This book investigates how subjectivity is encoded in the texts of a wide variety of medieval narratives and lyrics - not how they express the subjectivity of individuals, but how subjectivity, escaping the bounds of individuality, is incorporated in the linguistic fabric of their texts. Most of the poems discussed are in English, and the book includes analyses of Chaucer's Troilus and Criseyde, Man of Law's Tale, and Complaint Unto Pity, the works of the Pearl poet, Havelok the Dane, the lyric sequence attributed to Charles of Orleans (the earliest such sequence in English), and many anonymous poems. It also devotes sections to Ovid's Heroides and to poems by the troubadour Bernart de Ventadorn.
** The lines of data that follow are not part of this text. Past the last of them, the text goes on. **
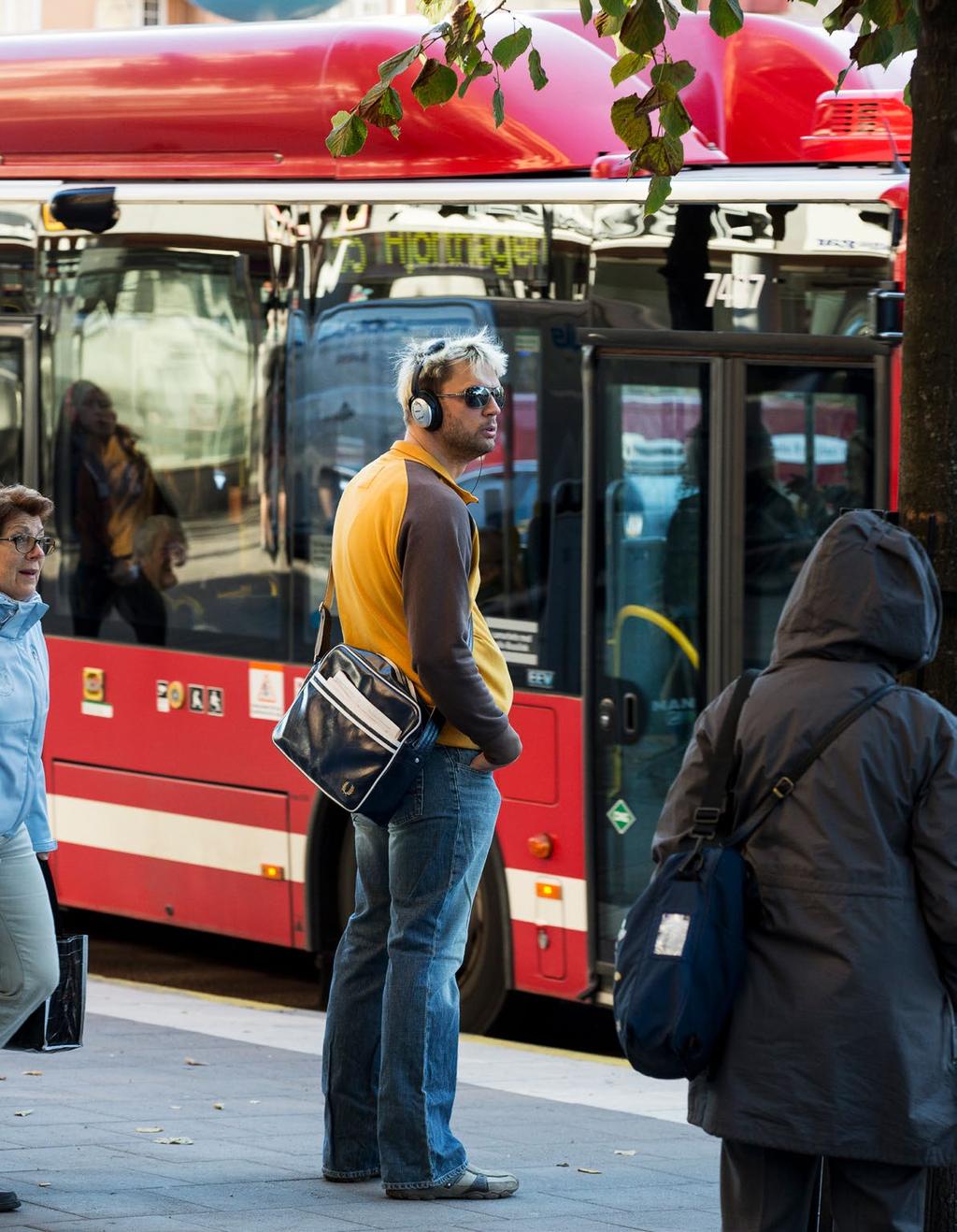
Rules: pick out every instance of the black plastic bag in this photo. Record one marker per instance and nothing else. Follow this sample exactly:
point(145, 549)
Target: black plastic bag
point(57, 1024)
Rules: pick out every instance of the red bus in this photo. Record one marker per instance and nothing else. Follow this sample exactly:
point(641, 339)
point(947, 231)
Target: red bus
point(198, 314)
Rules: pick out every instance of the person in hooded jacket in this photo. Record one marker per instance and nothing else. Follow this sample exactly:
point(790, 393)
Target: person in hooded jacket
point(28, 957)
point(841, 1042)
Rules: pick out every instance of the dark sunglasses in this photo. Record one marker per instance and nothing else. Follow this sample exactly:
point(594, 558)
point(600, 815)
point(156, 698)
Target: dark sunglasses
point(25, 543)
point(477, 397)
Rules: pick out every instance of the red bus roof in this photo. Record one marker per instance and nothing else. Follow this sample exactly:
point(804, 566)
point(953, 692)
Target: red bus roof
point(255, 101)
point(759, 96)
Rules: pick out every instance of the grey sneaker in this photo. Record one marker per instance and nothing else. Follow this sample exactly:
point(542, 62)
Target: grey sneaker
point(472, 1182)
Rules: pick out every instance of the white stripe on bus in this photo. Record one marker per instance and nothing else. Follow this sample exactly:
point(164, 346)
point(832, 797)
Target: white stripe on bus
point(232, 848)
point(159, 836)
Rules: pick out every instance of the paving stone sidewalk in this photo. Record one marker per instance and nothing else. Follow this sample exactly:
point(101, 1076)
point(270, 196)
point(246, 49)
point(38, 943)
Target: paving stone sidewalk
point(90, 1155)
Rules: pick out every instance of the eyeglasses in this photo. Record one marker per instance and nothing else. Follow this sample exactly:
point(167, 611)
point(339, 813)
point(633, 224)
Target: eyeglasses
point(25, 543)
point(477, 397)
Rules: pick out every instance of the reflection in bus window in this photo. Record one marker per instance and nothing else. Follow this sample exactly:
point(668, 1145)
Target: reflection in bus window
point(108, 493)
point(11, 409)
point(808, 455)
point(802, 268)
point(166, 461)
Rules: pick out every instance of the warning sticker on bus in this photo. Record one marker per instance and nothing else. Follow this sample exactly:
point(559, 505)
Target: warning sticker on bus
point(266, 692)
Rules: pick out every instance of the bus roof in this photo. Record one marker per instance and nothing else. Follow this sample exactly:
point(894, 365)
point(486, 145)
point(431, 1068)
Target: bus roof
point(725, 184)
point(254, 103)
For the first time, it brings to bear on medieval narratives and lyrics a body of theory which denies the supposed necessity for literary texts to have narrators or 'speakers', and in doing so reveals the implausibilities into which a dogmatic assumption of this necessity has led much of the last century's criticism.
Textual Subjectivity brings to Medieval poems for the first time an approach which denies the need to understand them as expressions of individual consciousness. Modern theory liberates medieval narratives and lyrics from interpretative assumptions so deep-rooted as to have become invisible, and leads to original readings of major and minor poems.
...refreshing and important... This is a book, in short, that should be read and pondered by every medievalist, and by most modernists too: a clear breeze that disperses the obfuscations of many decades to leave the poets visible once again.